FINDINGS: Between March 20, 2014, and Jan 17, 2017, 350 patients with suspected NAFLD attending liver clinics in England were prospectively enrolled in the derivation cohort. The most predictive model combined LSM, CAP, and AST, and was designated FAST (FibroScan-AST). Performance was satisfactory in the derivation dataset (C-statistic 0·80, 95% CI 0·76-0·85) and was well calibrated. In external validation cohorts, calibration of the score was satisfactory and discrimination was good across the full range of validation cohorts (C-statistic range 0·74-0·95, 0·85; 95% CI 0·83-0·87 in the pooled external validation patients' cohort; n=1026). Cutoff was 0·35 for sensitivity of 0·90 or greater and 0·67 for specificity of 0·90 or greater in the derivation cohort, leading to a positive predictive value (PPV) of 0·83 (84/101) and a negative predictive value (NPV) of 0·85 (93/110). In the external validation cohorts, PPV ranged from 0·33 to 0·81 and NPV from 0·73 to 1·0.

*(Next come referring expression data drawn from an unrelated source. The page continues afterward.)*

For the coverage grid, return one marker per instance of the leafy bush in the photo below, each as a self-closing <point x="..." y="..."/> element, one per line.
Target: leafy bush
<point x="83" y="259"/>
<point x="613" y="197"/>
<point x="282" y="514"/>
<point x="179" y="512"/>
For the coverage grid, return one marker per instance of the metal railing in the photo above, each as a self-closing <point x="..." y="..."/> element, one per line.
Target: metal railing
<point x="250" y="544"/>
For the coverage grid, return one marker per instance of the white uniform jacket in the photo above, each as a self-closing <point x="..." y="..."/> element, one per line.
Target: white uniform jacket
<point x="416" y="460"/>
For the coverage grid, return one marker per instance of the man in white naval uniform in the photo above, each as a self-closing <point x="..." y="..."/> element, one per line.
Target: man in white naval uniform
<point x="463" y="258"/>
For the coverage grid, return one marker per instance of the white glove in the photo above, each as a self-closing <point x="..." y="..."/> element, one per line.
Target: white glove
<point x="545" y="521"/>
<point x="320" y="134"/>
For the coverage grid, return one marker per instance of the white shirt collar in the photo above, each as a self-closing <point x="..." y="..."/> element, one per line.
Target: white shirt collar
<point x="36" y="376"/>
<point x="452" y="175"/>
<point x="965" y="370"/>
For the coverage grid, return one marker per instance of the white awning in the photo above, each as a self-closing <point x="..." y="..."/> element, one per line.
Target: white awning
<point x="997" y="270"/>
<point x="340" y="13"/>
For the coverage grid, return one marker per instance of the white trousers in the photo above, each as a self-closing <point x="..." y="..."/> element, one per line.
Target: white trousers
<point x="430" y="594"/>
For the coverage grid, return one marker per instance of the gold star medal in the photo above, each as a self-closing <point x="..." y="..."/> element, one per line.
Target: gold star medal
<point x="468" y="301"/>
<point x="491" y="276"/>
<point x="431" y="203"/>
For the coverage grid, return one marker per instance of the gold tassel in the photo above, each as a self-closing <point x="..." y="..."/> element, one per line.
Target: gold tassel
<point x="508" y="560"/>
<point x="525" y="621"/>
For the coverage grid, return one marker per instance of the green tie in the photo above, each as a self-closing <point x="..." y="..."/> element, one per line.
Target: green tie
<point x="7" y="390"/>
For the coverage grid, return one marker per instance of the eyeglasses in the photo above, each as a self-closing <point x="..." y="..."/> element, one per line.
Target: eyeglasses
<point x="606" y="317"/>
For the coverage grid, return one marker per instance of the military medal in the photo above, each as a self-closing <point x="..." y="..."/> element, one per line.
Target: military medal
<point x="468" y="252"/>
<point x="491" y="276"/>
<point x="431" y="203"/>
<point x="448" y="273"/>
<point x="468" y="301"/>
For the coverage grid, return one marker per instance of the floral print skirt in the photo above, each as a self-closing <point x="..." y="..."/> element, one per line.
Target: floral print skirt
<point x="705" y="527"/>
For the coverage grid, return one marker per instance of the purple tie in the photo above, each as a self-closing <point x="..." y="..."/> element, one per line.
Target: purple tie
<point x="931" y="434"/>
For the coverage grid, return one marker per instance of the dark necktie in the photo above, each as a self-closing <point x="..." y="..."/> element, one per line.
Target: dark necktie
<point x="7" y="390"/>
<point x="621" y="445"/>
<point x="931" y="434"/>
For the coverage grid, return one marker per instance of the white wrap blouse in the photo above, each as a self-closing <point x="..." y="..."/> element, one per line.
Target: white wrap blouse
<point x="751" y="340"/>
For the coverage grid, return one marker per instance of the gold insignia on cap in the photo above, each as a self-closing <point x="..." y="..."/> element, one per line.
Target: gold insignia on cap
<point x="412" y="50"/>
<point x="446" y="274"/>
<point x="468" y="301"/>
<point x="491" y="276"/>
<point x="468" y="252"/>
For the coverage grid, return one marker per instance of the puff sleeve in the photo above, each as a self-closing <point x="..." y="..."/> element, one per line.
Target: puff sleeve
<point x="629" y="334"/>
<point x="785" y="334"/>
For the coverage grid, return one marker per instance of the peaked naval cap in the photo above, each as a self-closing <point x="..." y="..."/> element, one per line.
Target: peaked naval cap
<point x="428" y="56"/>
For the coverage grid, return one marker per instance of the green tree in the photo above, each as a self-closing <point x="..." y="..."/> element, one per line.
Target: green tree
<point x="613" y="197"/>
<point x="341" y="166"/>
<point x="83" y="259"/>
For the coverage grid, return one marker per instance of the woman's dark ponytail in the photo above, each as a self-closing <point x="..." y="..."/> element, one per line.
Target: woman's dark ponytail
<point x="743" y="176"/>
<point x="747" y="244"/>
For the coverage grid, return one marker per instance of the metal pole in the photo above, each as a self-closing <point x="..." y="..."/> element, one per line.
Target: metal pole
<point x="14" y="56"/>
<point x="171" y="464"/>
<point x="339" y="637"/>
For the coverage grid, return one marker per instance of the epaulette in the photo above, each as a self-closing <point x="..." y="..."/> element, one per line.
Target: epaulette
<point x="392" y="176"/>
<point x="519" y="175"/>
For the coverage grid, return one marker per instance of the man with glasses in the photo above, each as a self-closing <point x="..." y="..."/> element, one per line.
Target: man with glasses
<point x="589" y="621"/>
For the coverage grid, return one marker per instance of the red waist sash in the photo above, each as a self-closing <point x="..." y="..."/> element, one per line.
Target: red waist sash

INTERPRETATION: The FAST score provides an efficient way to non-invasively identify patients at risk of progressive NASH for clinical trials or treatments when they become available, and thereby reduce unnecessary liver biopsy in patients unlikely to have significant disease.
FUNDING: Echosens and UK National Institute for Health Research.